Yida Wu has posted comments on this change. ( 
http://gerrit.cloudera.org:8080/16318 )

Change subject: IMPALA-9867: Add Support for Spilling to S3: Milestone 1
......................................................................


Patch Set 27:

(18 comments)

http://gerrit.cloudera.org:8080/#/c/16318/27//COMMIT_MSG
Commit Message:

http://gerrit.cloudera.org:8080/#/c/16318/27//COMMIT_MSG@77
PS27, Line 77:    The first available local directory is used for the local 
buffer
> Can you give an example of how you might set this up in practice to allow b
Done


http://gerrit.cloudera.org:8080/#/c/16318/27//COMMIT_MSG@91
PS27, Line 91: * Unit Tests added to tmp-file-mgr-test/disk-io-mgr-test.
> I think it'd be good to add a buffer pool test that exercises the remote sp
Added BufferPoolTest::Multi8RandomSpillToRemoteMix and 
BufferPoolTest::Multi8RandomSpillToRemote.
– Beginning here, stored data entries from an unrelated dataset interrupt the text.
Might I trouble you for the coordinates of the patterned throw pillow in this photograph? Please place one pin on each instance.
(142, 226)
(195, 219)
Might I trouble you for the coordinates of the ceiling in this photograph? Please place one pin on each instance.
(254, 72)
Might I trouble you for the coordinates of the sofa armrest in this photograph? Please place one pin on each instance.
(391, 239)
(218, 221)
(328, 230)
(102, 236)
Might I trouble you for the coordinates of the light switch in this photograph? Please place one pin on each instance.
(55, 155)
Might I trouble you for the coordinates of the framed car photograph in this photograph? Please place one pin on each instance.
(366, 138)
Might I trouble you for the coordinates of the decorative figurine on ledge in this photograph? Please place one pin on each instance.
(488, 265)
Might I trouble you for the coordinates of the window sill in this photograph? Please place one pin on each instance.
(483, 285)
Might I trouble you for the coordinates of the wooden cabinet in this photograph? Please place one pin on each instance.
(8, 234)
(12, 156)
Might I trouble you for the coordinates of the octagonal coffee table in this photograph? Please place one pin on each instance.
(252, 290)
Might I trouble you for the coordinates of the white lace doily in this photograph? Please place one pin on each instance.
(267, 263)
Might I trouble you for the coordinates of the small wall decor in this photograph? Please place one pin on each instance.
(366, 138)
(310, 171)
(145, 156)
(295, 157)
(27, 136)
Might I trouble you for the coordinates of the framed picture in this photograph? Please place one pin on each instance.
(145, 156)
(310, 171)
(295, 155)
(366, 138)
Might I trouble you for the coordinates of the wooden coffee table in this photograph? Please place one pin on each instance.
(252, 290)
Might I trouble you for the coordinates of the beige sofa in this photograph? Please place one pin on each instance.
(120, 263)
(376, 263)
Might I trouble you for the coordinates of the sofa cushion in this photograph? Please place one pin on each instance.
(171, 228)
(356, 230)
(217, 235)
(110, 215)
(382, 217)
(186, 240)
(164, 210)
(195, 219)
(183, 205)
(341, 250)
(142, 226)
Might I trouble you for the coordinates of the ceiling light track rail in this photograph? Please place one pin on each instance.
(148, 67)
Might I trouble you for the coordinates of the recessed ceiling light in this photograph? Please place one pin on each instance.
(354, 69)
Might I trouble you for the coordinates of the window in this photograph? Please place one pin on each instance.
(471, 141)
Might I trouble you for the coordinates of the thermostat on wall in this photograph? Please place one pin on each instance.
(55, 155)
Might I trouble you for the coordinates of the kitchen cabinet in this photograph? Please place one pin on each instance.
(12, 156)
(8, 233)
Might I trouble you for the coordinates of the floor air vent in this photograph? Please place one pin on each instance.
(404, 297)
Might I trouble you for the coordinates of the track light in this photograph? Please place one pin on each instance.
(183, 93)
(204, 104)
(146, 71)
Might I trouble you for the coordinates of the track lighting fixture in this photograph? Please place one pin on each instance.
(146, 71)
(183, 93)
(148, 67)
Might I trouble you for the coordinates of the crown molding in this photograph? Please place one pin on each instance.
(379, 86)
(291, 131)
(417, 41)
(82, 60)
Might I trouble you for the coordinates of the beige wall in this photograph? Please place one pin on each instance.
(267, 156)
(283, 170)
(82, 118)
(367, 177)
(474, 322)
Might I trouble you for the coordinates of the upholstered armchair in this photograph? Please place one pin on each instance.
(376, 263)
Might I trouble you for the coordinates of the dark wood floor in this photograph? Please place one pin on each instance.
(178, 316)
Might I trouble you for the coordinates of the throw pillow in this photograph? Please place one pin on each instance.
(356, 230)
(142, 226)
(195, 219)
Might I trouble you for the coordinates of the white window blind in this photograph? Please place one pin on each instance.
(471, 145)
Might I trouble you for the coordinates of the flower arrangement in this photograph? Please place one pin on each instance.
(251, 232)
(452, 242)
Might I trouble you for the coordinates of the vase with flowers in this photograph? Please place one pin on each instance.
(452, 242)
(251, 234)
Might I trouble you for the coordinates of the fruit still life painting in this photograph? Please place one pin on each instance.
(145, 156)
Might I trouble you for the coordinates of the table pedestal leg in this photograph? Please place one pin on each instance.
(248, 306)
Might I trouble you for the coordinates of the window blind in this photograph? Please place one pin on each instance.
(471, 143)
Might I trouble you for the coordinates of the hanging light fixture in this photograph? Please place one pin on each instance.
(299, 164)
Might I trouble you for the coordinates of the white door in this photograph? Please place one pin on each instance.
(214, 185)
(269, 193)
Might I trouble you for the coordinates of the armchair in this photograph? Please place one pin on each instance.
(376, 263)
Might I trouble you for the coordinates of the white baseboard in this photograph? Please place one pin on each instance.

http://gerrit.cloudera.org:8080/#/c/16318/27/be/src/runtime/io/disk-file.h
File be/src/runtime/io/disk-file.h:

http://gerrit.cloudera.org:8080/#/c/16318/27/be/src/runtime/io/disk-file.h@137
PS27, Line 137:   void SetActualFileSize(int64_t size) {
> This is only called once, right? Can we check that invariant:
Done


http://gerrit.cloudera.org:8080/#/c/16318/27/be/src/runtime/io/disk-file.h@138
PS27, Line 138: DCHECK
> nit: use DCHECK_LE - it automatically prints the two values if it fails so
Done


http://gerrit.cloudera.org:8080/#/c/16318/27/be/src/runtime/io/disk-io-mgr.cc
File be/src/runtime/io/disk-io-mgr.cc:

http://gerrit.cloudera.org:8080/#/c/16318/27/be/src/runtime/io/disk-io-mgr.cc@252
PS27, Line 252:     is_full_ = written_bytes != 0 && written_bytes == 
disk_file_->actual_file_size();
> Add
Done


http://gerrit.cloudera.org:8080/#/c/16318/27/be/src/runtime/io/disk-io-mgr.cc@329
PS27, Line 329:     int bytes = (file_size - offset < buffer_size) ? (file_size 
- offset) : buffer_size;
> Maybe use min() instead?
Done


http://gerrit.cloudera.org:8080/#/c/16318/27/be/src/runtime/io/request-context.cc
File be/src/runtime/io/request-context.cc:

http://gerrit.cloudera.org:8080/#/c/16318/27/be/src/runtime/io/request-context.cc@243
PS27, Line 243:     (static_cast<WriteRange*>(range))->callback()(status);
> nit: I think the parentheses around static_cast here and on l246 are not ne
Done


http://gerrit.cloudera.org:8080/#/c/16318/27/be/src/runtime/tmp-file-mgr-internal.h
File be/src/runtime/tmp-file-mgr-internal.h:

http://gerrit.cloudera.org:8080/#/c/16318/27/be/src/runtime/tmp-file-mgr-internal.h@326
PS27, Line 326:   /// The number of the tmp files in the pool. For debug and 
test.
> We don't seem to use this variable any more
Removed.


http://gerrit.cloudera.org:8080/#/c/16318/27/be/src/runtime/tmp-file-mgr.h
File be/src/runtime/tmp-file-mgr.h:

http://gerrit.cloudera.org:8080/#/c/16318/27/be/src/runtime/tmp-file-mgr.h@194
PS27, Line 194:     std::unique_ptr<TmpFileBufferPool> tmp_file_pool_;
> When is this null or non-null?
The pool only works for remote spilling. It would be null when there is no 
remote directory. Otherwise, the tmp_file_pool_ is non-null. Added a function 
TmpFileMgr::HasRemoteDir(), if true, tmp_file_pool_ must be non-null. Will add 
comments.


http://gerrit.cloudera.org:8080/#/c/16318/27/be/src/runtime/tmp-file-mgr.cc
File be/src/runtime/tmp-file-mgr.cc:

http://gerrit.cloudera.org:8080/#/c/16318/27/be/src/runtime/tmp-file-mgr.cc@512
PS27, Line 512:   if (tmp_dirs_remote_ctrl_.tmp_file_pool_ == nullptr) {
> What [
Done


http://gerrit.cloudera.org:8080/#/c/16318/27/be/src/runtime/tmp-file-mgr.cc@917
PS27, Line 917:     if (tmp_file_mgr_->tmp_dirs_remote_ctrl_.tmp_file_pool_ != 
nullptr) {
> Which case is this? Can we add a boolean helper method to TmpDirsRemoteCtrl
The tmp_file_pool should be non-null if there is a remote scratch space 
directory registered, because the pool is only working for buffer of remote 
files. Added a HasRemoteDir() function to TmpFileMgr.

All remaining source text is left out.